Located within the housing area was an Army and Air Force Exchange Service (AAFES) shoppette, a library, a chapel, the Mark Twain Elementary School, and the Heidelberg High School, which both served American military dependent children living in the surrounding area. The high school served students from Mark Twain Village, nearby Patrick Henry Village, and their respective surrounding areas. Heidelberg High was one of the largest DoDDS schools in Germany. It, along with all the other schools in the Heidelberg area, was closed in 2013.

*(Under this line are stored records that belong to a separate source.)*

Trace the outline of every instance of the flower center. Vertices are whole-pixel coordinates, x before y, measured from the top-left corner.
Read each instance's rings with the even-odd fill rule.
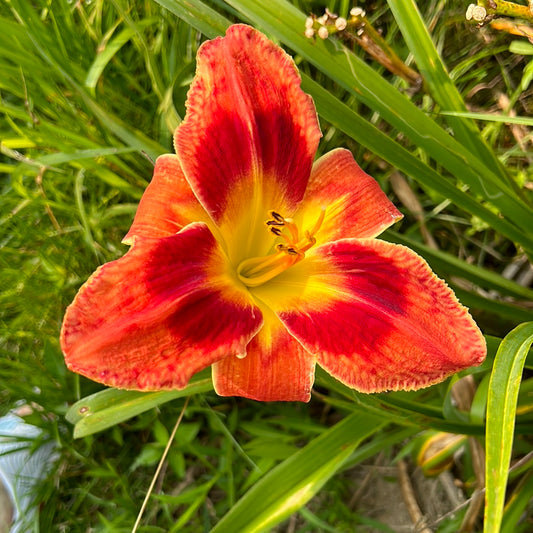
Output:
[[[315,234],[320,229],[325,209],[320,211],[318,220],[312,229],[300,236],[298,226],[292,218],[285,218],[276,211],[270,211],[270,220],[266,221],[268,230],[285,242],[276,245],[276,252],[262,257],[251,257],[242,261],[237,267],[237,276],[248,287],[257,287],[275,278],[305,257],[305,252],[315,243]]]

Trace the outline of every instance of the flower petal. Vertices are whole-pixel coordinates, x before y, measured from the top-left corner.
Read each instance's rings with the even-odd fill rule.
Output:
[[[362,392],[412,390],[485,358],[485,341],[414,252],[347,239],[257,289],[318,364]]]
[[[316,234],[319,243],[376,237],[403,216],[378,182],[361,170],[351,152],[342,148],[328,152],[313,165],[298,210],[303,215],[301,226],[312,227],[323,208],[324,222]]]
[[[256,208],[261,221],[269,209],[294,212],[320,135],[294,62],[264,35],[237,24],[201,46],[175,146],[193,191],[225,236],[249,232],[244,215]]]
[[[182,388],[214,361],[245,353],[262,315],[227,268],[203,223],[136,240],[67,309],[67,366],[113,387],[160,390]]]
[[[122,242],[132,244],[136,237],[168,237],[191,222],[208,218],[183,175],[178,157],[166,154],[155,162],[152,181]]]
[[[262,402],[308,402],[316,357],[275,318],[265,321],[250,341],[246,357],[226,357],[213,365],[213,385],[220,396],[244,396]]]

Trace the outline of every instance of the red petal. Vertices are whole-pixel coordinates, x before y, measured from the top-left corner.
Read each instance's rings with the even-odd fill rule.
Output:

Most of MTV's housing area has been shut down (the area across the street from Campbell Barracks) and given back to the City of Heidelberg. Because the closed area had severed access from Campbell Barracks, the decision was made that this would be the first portion returned to the City of Heidelberg. In 2016, it was renovated with some buildings already accommodating German civilians. Since 2017, Julius-Springer-Schule has occupied the former Heidelberg High School building at Mark-Twain-Straße 1. Another part of MTV's housing area is now being used by NATO personnel.

For most of its existence, MTV was indistinguishable from the surrounding public residential buildings and was not fenced, gated, or otherwise closed to the general public until 2003, when a fence was installed around MTV and all other United States Army installations in Heidelberg. The entire compound, along with Campbell Barracks, was gated and required United States military ID to enter.